Femi Kuti Live!
A conversation about his family’s musical and political legacy, and his thoughts on the radical future ahead for the Obama generation.
It’s hard to imagine the pressure Femi Kuti must feel, taking the stage as the son of one of the world’s most legendary performers, charged with carrying forward the Afrobeat music his father, Fela Kuti, created decades ago. “It’s true,” Femi offers. “I do stand in big shoes—because my feet are bigger than his. Ha! I am about an inch taller.” So much for that.
Femi long ago found his own voice, but it’s one that’s no less provocative and defiant than his father’s. The family’s confrontation with Nigerian political corruption and authoritarian rule throughout Africa stretches back generations. Until AIDS slowed Fela, and ultimately killed him in 1997, his music defined black political resistance on the continent. Since then, Femi has kept that spirit alive, first with a couple of commercially successful albums at the turn of the century, then with relentless live performances at his family’s renowned Lagos club, The Shrine.
As Femi launched his North American tour this week—promoting his first studio album since 2001, Day by Day—he sat down with The Root to talk about his family’s musical and political legacy, and the radical future he believes the Obama generation heralds. Ominously, just days before the tour began, Lagos authorities raided and shut down The Shrine. After a global outcry, the club quickly reopened, but the standoff offered a stark reminder of the charged relationship Afrobeat and its founders have always had with Africa’s ruling class.
The Root: Let’s start with The Shrine. Tell us what it is.

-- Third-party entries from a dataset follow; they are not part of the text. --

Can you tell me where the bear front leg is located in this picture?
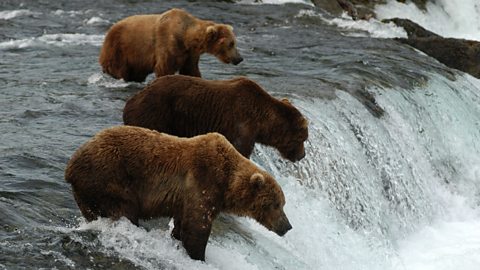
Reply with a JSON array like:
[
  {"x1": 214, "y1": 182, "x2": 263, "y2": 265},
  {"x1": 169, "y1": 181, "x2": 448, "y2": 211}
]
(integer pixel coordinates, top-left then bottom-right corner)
[
  {"x1": 181, "y1": 224, "x2": 212, "y2": 261},
  {"x1": 172, "y1": 217, "x2": 182, "y2": 241},
  {"x1": 180, "y1": 205, "x2": 215, "y2": 261},
  {"x1": 179, "y1": 56, "x2": 202, "y2": 77},
  {"x1": 154, "y1": 57, "x2": 177, "y2": 77}
]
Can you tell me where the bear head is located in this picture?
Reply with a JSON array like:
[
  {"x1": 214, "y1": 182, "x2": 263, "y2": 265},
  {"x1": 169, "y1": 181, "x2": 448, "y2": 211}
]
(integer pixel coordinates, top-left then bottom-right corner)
[
  {"x1": 226, "y1": 171, "x2": 292, "y2": 236},
  {"x1": 275, "y1": 99, "x2": 308, "y2": 162},
  {"x1": 207, "y1": 24, "x2": 243, "y2": 65}
]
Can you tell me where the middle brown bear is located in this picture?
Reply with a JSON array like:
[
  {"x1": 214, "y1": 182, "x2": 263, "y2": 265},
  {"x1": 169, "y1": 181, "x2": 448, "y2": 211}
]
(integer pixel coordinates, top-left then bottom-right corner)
[{"x1": 123, "y1": 75, "x2": 308, "y2": 162}]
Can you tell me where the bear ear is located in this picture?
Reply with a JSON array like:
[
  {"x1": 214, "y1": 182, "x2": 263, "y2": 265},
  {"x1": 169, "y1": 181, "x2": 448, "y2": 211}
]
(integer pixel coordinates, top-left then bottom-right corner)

Femi Kuti: The Shrine for us is like the mosque or the church. It was like that for my father, and what we have tried to do is put it like he would want. The Shrine is a cultural, social place, and it was built in honor of my father. So if the government cannot close the mosque or the church, it should not think about closing The Shrine. It is a spiritual home for our ancestors, where we do our own style of worship by playing truthful music.
TR: And what is the problem, in your mind, that the authorities have with it?
FK: I think because lately I’ve been very outspoken, very critical of the state government. … They gave the excuse of the street traders—that we are the cause of the people who come and sell [drugs] on the streets, and that we are supposed to get rid of those people. Now, we work with the drug law enforcement agencies because there’s a lot of drugs on the street. It has nothing to do with me. The drug people know I am not involved in it. We work with about three police stations who come and police the place every night for us. So when the state government descends upon us for this reason, we can’t understand.
TR: So in your mind, this is all just smoke screen for harassment.
FK: Yes, harassment because the place is getting popular again. In 2007 in December, the police came and arrested about 450 people that were inside and just started flogging them in the streets. They beat the living daylights out of them, took them to the station and said they were looking for armed robbers. … So everybody was scared to come to The Shrine because the police kept patrolling. It took us months to get people to come back in.